ふたつの名家、モンタギュー家とキャピュレット家が争い合う中、モンタギュー家の一人息子ロミオと、キャピュレット家の一人娘ジュリエットが許されぬ恋に落ち、命を落としていく恋愛悲劇です。
この戯曲をもとに、数多くの映画やドラマ、芸術作品が生み出されています。クラシックの分野では、ベッリーニのオペラ(1830年)やベルリオーズの劇的交響曲(1839年)、プロコフィエフのバレエ音楽(1936年)などがあります。
ミュージカルとしては、アメリカ移民の抗争に翻案したバーンスタインの『ウエスト・サイド物語』(1957年)が有名です。
今回のミュージカルは、フランスのプレスギュルヴィックが作詞・作曲したもの(2001年)を、宝塚歌劇で実績を積んだ演出家、小池修一郎が潤色しています。
すべてが超ハイクオリティな圧巻の舞台
物語そのものの素晴らしさはもちろんですが、とにかくもう舞台のクオリティの高さに圧倒されっぱなしでした。

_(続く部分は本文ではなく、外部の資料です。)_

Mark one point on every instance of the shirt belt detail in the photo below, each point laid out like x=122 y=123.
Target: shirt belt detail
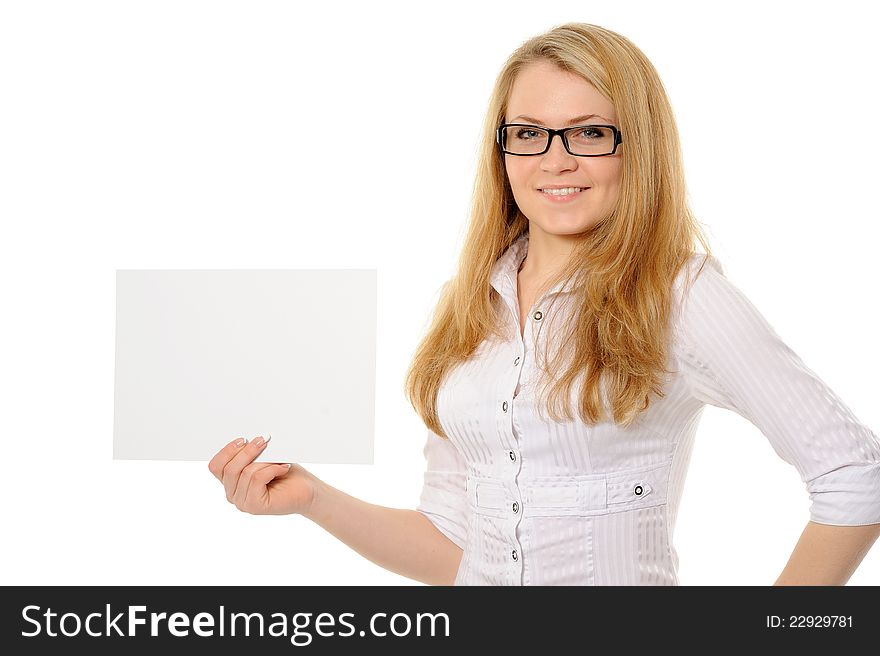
x=581 y=495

まず、主要キャストの歌と演技が、ひとりひとり超ハイレベルで感動的でした。
ミュージカルの役者さんって、本当にかっこいいですね!スタイル抜群で、表情にも仕草にも色気があって、存在そのものがセクシーで。
僕はオペラを見ることが多いのですが、見た目も納得のオペラ歌手って、正直それほど多くはありません。ダンスもできる人となると、ほとんどいないのではないでしょうか。
だから、今回の舞台を見て、ミュージカルのトップ俳優たちの美しい姿と総合力の高さに、心底うっとりしてしまいました。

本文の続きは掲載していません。